L’idea di democrazia e partecipazione è apparsa sempre improcrastinabile. È intervenuta prima la pandemia e poi la guerra per modificare sostanzialmente le cose, e con l’emergenza la democrazia si è ridotta ed è cambiata la stessa percezione della vita: “Il potere politico ha scoperto di poter agire con pochi controlli e riducendo i cittadini e i lavoratori in una condizione di assoluta passività”. Oltre: “I partiti si sono autoridotti a un ruolo ancillare e la democrazia si è trasformata ufficialmente in una tecnocrazia” (a p. 60 e a p. 67).
È lo stato d’eccezione che sospende la legge e diventa la condizione normale di governabilità. Si è disposti a sacrificare praticamente tutto, le condizioni normali di vita, i rapporti sociali, il lavoro, perfino le amicizie, gli affetti, le convinzioni religiose e politiche. Gli uomini si sono abituati a vivere in condizioni di crisi e di perenne emergenza, e non sembrano accorgersi che la loro vita è stata ridotta a una condizione puramente biologica, perdendo ogni dimensione non solo sociale e politica, ma persino umana e affettiva (Agamben).

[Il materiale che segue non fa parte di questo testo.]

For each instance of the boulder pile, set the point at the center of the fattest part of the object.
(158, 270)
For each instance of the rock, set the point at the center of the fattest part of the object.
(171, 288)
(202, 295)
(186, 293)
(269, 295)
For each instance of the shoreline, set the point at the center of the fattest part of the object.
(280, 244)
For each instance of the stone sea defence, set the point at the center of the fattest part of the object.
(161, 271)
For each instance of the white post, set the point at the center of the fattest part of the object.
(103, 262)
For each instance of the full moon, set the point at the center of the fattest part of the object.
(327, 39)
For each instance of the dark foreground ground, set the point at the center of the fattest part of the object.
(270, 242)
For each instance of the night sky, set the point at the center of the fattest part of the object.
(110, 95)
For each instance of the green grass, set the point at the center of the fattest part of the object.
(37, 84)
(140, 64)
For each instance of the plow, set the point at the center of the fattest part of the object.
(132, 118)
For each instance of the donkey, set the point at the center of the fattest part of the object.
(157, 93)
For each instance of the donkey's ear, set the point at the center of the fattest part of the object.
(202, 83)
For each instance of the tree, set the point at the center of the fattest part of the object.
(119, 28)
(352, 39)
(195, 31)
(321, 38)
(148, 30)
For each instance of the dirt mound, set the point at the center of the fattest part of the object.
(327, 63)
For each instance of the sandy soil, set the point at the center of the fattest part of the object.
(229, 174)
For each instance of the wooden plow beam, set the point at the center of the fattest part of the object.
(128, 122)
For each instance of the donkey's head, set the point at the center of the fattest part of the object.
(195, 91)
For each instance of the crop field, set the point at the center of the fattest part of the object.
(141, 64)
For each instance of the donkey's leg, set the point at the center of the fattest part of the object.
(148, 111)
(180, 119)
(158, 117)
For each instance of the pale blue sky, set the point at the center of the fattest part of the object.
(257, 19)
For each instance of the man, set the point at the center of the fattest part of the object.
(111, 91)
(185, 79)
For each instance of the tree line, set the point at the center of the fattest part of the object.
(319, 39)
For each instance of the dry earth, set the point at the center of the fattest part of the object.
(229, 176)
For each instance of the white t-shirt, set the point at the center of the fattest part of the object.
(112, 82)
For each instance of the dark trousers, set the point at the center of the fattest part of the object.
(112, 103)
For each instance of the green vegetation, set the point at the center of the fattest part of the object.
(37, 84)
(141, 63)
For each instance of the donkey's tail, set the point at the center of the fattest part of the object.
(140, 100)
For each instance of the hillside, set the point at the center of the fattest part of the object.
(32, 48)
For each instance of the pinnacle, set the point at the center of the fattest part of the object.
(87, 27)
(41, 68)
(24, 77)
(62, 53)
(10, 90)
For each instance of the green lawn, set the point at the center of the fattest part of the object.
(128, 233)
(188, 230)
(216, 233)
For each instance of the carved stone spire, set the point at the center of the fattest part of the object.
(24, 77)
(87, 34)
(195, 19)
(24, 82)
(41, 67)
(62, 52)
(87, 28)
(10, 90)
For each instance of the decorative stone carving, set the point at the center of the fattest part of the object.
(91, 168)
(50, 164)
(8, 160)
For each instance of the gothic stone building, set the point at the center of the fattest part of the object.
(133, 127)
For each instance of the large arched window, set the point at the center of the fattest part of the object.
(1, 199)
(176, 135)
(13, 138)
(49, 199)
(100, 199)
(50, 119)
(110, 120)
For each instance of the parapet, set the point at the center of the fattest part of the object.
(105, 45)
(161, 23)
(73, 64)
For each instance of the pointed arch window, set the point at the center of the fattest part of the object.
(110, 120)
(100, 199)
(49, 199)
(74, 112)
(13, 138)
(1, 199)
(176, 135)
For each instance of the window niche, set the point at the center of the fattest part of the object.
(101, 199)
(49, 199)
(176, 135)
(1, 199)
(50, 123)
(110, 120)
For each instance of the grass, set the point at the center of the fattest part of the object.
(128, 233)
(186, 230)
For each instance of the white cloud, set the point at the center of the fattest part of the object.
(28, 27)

Oggi non c’è neppure il contrappeso dell’informazione, che dovrebbe essere libera di esprimersi, anche controcorrente, ponendo alcuni limiti alle tutele personali. Ed allora, nelle nostre società non si mettono a fuoco cause e rimedi rispetto ai problemi. Le questioni che si dovrebbero affrontare sono: povertà, scuola, emigrazione, medicina, giustizia, economia circolare, ambiente, energie alternative. La critica è verso la macchina globale di un apparato tecnologico, un algoritmo che raccoglie i nostri dati e ci porta a fare delle scelte.
Nelle ultime pagine, Santoro si chiede cosa fare. Partendo da giustizia e fisco, non si possono negare i diritti civili (le nostre società sono più avanti delle dispute politiche su questi aspetti), le differenze nord-sud, il lavoro nero, le questioni femminili. Una Costituente per rivedere la Costituzione, per affermare soprattutto il benessere collettivo, l’istruzione e la ricerca, la speranza di vita, l’equità, è la strada da percorrere. Tutto ciò per trovare quello che dovrebbe essere chiamato: diritto alla felicità.